Featured comment by Eric Anderson;
SaskPower’s Centennial Wind Power Facility
• 83 “Vestas-V80” with a potential capacity of 150 megawatts of power on 30 km2 or 11.7 mile2
• 2nd largest wind facility in Canada when opened in 2006
• But, in SK they generate about 40% of this potential or 60 megawatts (see Saskatchewan Legislature Hansard, January 2007, page 794)
• They require a minimum wind speed of 14km/hr to operate and reach maximum power at 50km/hr
• They do not work at temperatures below -30 Celsius
• Footprint is thus 2 MW/km2 or 5.13 MW/mile2
• Each unit;
• is 351 ft tall , or 107 meters, or over 30-stories
• weighs 222 tonnes or 489,510 pounds
• has 3 x 39-meter blades, with tips moving at speeds up to 256kms/hr
Footprint of Wind vs.
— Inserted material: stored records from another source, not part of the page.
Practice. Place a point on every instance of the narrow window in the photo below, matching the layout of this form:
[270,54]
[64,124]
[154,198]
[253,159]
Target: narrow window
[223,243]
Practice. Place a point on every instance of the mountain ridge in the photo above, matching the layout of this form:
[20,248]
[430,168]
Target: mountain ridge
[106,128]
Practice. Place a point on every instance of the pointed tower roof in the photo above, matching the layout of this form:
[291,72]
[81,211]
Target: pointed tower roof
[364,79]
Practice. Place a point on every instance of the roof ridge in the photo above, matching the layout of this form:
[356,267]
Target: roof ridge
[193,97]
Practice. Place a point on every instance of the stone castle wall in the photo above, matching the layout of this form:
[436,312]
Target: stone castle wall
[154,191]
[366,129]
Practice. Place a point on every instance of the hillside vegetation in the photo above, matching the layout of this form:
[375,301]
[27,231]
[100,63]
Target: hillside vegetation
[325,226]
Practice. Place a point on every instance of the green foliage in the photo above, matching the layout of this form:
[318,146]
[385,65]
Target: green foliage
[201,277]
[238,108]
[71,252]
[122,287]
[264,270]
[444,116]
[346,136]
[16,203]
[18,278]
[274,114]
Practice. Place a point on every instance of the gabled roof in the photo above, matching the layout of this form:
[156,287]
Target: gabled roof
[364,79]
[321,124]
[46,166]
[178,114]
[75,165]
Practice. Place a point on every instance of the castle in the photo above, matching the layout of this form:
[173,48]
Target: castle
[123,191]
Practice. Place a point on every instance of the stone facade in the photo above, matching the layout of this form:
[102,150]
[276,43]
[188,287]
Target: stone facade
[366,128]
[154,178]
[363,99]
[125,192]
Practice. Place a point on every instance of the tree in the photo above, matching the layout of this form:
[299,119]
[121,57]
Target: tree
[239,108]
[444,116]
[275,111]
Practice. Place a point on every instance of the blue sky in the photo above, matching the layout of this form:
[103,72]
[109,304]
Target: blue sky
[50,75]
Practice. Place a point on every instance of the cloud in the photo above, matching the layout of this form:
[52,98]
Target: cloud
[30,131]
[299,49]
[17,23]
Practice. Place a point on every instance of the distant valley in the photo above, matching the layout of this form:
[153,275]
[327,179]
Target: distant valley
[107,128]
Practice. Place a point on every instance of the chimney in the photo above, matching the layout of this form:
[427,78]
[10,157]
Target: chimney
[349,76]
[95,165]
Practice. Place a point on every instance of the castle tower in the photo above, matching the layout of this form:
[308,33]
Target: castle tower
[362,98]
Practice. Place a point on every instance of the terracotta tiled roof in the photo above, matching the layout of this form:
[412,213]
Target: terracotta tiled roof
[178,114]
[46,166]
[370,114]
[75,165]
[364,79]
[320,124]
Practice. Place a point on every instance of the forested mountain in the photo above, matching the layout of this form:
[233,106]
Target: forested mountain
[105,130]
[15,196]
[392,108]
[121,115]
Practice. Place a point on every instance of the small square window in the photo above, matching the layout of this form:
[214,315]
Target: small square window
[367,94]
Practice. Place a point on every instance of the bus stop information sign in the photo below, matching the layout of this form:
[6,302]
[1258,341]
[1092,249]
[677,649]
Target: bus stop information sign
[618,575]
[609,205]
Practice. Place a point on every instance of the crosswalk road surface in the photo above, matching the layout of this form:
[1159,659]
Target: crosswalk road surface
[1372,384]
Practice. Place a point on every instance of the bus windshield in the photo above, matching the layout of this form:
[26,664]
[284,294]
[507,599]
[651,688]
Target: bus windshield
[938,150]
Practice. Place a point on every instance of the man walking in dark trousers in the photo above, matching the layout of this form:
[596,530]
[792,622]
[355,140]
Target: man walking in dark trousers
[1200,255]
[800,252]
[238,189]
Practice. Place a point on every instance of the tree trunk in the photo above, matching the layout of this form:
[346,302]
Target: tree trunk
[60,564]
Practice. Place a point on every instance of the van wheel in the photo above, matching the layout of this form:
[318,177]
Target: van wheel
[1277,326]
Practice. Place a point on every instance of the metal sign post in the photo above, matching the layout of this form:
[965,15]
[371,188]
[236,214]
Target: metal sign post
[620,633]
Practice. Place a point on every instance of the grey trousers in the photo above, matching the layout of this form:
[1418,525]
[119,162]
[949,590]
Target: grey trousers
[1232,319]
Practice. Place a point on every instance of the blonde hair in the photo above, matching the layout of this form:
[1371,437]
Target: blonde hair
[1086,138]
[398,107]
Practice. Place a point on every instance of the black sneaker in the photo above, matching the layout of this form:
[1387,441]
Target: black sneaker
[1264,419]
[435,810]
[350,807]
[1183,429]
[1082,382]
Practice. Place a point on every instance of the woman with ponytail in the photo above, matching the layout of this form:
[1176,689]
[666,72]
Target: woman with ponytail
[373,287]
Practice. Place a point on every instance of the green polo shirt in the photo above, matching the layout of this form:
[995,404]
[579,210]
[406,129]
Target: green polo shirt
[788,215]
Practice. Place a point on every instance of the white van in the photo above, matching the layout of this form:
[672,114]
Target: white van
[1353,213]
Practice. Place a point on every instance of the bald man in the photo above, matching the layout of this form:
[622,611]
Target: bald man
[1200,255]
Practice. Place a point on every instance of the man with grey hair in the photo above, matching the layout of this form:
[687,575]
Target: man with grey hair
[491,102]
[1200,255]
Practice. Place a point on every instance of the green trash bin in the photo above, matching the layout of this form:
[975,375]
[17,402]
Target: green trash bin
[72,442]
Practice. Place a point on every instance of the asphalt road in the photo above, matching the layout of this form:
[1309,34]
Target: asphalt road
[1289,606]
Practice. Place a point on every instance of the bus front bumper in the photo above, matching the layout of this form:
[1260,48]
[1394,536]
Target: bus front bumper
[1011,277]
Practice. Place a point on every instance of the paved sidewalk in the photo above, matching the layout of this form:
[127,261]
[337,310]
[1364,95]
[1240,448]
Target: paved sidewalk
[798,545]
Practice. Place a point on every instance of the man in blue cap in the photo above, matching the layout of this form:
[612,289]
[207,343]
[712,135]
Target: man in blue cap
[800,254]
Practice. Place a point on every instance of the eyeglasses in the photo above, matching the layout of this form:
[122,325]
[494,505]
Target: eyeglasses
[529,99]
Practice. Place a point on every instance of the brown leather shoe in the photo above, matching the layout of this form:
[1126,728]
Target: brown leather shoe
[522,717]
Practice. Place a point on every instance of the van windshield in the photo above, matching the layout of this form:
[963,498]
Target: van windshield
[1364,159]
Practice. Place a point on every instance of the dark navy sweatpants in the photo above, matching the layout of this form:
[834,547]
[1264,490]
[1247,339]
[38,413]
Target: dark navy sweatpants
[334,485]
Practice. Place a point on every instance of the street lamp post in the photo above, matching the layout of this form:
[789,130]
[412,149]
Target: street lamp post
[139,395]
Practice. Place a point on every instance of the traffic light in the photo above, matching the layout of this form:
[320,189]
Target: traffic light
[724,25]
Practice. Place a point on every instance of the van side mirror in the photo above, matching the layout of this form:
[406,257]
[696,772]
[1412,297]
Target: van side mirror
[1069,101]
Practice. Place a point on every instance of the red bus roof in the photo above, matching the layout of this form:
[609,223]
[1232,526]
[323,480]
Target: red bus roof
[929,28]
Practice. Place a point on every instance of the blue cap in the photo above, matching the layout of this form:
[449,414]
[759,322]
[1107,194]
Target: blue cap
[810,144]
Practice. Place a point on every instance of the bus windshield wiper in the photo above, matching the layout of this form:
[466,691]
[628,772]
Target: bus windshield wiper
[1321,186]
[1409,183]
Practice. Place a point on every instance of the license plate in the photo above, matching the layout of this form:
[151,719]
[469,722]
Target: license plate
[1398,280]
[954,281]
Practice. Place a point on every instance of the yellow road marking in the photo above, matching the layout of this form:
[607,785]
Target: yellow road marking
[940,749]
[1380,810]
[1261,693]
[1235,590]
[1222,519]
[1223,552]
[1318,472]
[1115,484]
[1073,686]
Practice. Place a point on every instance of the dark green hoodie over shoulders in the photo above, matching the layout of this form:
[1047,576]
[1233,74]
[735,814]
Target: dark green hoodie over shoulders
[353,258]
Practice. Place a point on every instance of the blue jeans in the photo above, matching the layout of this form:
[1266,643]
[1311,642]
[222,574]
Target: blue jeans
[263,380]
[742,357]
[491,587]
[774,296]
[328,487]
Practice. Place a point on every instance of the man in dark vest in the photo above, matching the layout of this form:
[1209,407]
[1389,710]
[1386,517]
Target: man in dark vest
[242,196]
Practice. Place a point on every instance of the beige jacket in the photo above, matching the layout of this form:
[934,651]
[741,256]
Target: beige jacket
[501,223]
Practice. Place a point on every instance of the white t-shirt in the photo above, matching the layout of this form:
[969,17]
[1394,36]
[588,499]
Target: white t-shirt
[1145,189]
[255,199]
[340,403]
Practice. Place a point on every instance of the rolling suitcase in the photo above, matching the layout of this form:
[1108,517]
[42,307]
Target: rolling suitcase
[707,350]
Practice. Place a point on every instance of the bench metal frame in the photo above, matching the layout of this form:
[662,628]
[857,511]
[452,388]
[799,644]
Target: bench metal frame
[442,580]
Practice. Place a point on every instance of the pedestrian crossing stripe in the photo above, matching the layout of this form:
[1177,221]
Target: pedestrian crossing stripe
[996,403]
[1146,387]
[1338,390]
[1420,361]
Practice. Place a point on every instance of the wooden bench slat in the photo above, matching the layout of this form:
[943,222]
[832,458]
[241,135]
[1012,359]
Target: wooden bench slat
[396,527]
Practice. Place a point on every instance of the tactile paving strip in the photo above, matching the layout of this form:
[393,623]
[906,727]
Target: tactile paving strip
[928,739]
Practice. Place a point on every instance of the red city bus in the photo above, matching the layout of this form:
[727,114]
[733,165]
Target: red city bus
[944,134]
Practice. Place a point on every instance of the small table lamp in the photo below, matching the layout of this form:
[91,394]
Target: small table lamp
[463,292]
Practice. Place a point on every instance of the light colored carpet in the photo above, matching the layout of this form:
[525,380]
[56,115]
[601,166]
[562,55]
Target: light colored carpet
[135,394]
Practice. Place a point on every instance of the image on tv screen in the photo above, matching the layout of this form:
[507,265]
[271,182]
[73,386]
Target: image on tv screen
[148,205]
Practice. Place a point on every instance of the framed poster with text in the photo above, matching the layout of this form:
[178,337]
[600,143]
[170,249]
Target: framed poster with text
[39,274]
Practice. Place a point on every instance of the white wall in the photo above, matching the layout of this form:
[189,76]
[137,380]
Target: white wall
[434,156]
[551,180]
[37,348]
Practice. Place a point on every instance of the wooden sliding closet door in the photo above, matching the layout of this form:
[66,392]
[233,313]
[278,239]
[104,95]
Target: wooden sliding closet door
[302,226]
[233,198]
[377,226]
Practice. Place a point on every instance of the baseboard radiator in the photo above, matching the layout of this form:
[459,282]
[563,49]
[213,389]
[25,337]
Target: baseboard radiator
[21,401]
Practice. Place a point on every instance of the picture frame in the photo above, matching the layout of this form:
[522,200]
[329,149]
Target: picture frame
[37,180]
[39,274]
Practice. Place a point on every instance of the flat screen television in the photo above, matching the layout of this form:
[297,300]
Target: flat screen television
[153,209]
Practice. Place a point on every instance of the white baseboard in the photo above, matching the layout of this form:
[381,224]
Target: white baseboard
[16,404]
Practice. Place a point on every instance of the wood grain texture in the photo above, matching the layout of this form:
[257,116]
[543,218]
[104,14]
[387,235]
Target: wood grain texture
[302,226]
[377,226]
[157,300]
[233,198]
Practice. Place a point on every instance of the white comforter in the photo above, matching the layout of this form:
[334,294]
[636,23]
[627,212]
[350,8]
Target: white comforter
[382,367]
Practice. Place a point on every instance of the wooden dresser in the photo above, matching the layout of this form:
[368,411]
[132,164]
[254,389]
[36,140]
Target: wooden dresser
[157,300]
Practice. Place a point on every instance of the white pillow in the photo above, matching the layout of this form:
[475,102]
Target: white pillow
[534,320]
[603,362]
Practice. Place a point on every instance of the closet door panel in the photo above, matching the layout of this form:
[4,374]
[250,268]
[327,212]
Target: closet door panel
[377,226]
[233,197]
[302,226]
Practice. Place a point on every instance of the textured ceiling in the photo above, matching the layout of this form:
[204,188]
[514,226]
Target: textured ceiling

Nuclear is 1,440:1
• Bruce Power proposal for AB and “eluded to” for SK is, for example;
– 2 Areva EPRs
– 3,200 megawatts from a 250-acre facility (1 km2 or less than ½ mile2)
– Operates 90% of the time at full capacity or 2,880 MW
– Footprint is 2,880 MW/km2
• To get 2,880 MW from wind, at same scale as the Centennial project and efficiency (0.72 MW/turbine) (2 MW/km2), it would require;
– 4,000 turbines covering 1,440 km2
– or, a wind farm over 4.6 kms wide, stretching from Regina to Prince Albert (or 1 km wide from Regina Victoria, BC)
– The total weight of 4,000 turbines themselves (mostly steel, and without the concrete pads they sit on) would be 888,000 tonnes or 1,958,040,000 lbs (a lot of GHG).
• The Centennial Project was placed in the best wind producing area in the province (south of Swift Current) so its abilities cannot be reproduced elsewhere, so the farm would need to be even larger than described.
• See this link for wind averages/resource in SK
http://generationprocurement.saskpower.com/pdf/SPD_80m_021403.pdf
Nuclear capitol costs are less than wind
• The Centennial Project cost $275 million to generate 60 MW (see Saskatchewan Legislature Hansard, January 2007, page 793 for costs); that is $4.5833 million/MW
• A nuclear complex generating 2,880 MW would thus have a comparable cost allowance of; $4.5833 million/MW x 2,880 MW = $13,199.99 million
• A will-reported Finland reactor complex being built by Areva had a budget of $3,300 million that is now 50% over budget at $4,950 million. However, even at $4,950 million this reactor facility has less than half the capitol cost of wind, on a per MW basis.